Como editor, Ambrosio Fornet estuvo vinculado, durante 20 años, al Ministerio de Educación, la Editorial Nacional y el Instituto Cubano del Libro, y puso al alcance del pueblo los grandes nombres de la literatura universal, entre ellos Kafka, Joyce, Proust o Solzhenitsyn, mirados con recelo en los países de la órbita soviética. Y esto me lleva a un aspecto de Ambrosio que quiero resaltar: el coraje intelectual y la entereza ética de un hombre que mantuvo hasta el final una fidelidad encarnizada con sus convicciones más íntimas. 

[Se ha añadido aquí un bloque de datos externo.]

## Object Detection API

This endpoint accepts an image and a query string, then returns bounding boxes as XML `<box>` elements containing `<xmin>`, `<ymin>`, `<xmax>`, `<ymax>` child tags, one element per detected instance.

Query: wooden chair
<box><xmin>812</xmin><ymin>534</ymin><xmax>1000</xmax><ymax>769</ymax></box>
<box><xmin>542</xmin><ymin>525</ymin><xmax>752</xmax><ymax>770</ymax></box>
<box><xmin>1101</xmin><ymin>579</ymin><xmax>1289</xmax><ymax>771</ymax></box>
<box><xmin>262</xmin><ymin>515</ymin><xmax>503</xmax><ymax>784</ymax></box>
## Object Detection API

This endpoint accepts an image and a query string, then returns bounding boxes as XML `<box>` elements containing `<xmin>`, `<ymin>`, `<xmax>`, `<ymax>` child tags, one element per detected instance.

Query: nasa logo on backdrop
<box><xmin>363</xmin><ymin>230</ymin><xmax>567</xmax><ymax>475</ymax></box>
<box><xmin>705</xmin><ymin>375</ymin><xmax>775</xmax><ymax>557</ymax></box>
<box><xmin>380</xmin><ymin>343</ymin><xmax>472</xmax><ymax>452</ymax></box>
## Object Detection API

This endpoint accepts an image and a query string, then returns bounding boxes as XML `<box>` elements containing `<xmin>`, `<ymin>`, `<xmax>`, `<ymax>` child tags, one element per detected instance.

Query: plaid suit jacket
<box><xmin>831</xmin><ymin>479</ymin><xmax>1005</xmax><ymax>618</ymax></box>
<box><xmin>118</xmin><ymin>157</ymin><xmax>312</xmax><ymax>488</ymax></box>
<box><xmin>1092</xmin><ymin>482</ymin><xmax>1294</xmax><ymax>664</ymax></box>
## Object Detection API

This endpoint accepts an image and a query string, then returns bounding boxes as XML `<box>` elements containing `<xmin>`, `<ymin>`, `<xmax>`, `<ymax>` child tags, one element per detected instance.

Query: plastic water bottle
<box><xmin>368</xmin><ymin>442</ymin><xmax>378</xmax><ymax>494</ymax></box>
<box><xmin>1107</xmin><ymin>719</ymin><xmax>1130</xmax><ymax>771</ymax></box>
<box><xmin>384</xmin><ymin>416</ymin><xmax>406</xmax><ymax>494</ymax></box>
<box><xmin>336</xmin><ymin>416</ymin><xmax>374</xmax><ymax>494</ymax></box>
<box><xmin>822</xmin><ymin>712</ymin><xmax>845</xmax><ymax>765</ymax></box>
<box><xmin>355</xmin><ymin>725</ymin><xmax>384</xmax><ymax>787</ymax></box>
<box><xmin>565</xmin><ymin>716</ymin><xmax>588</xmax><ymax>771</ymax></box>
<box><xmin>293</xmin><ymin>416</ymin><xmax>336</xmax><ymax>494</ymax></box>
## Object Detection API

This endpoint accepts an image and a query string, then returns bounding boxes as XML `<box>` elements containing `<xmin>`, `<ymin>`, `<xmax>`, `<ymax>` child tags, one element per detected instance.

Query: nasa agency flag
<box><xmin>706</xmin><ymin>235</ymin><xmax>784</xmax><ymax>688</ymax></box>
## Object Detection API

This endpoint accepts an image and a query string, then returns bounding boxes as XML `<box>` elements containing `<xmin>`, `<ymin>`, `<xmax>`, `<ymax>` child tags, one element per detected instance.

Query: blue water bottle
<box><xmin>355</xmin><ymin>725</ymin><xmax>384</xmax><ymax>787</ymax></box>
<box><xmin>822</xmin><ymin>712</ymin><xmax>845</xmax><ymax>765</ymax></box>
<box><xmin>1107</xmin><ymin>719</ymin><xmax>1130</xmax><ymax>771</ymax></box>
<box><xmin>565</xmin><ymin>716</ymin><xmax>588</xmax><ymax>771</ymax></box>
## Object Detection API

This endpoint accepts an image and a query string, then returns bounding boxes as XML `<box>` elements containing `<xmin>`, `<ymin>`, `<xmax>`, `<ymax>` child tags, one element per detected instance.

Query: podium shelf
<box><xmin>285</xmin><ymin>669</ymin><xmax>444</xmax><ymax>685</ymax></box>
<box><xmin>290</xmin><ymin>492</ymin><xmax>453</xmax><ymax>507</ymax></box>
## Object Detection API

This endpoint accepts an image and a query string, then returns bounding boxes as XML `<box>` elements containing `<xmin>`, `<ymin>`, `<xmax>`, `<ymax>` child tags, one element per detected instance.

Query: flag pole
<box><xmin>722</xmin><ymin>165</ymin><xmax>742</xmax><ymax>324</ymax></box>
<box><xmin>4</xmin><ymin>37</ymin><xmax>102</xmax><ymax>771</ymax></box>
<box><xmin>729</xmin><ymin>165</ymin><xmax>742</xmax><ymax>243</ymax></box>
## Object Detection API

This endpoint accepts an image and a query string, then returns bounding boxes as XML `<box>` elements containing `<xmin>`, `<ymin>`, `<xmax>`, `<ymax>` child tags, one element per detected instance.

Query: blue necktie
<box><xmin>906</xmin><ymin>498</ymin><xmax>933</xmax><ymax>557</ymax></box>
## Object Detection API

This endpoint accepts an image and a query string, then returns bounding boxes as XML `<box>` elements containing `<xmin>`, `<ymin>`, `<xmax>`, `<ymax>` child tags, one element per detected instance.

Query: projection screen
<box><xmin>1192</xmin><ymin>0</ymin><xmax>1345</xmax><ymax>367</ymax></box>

Era un enemigo confeso de los inmóviles rituales de la burocracia y de las consignas vacías. En su ensayo sobre La muerte de un burócrata —la excelente película de Tomás Gutiérrez Alea— admite la necesidad de la burocracia en aquellas organizaciones sociales que desbordan el estrecho marco de la tribu; pero si la burocracia regimenta no solo los actos administrativos, sino también la creación, el resultado no puede ser otro que la asfixia de la vida cultural, porque entonces la racionalidad instrumental se convierte en instrumento de la irracionalidad. 

“Era un enemigo confeso de los inmóviles rituales de la burocracia y de las consignas vacías”.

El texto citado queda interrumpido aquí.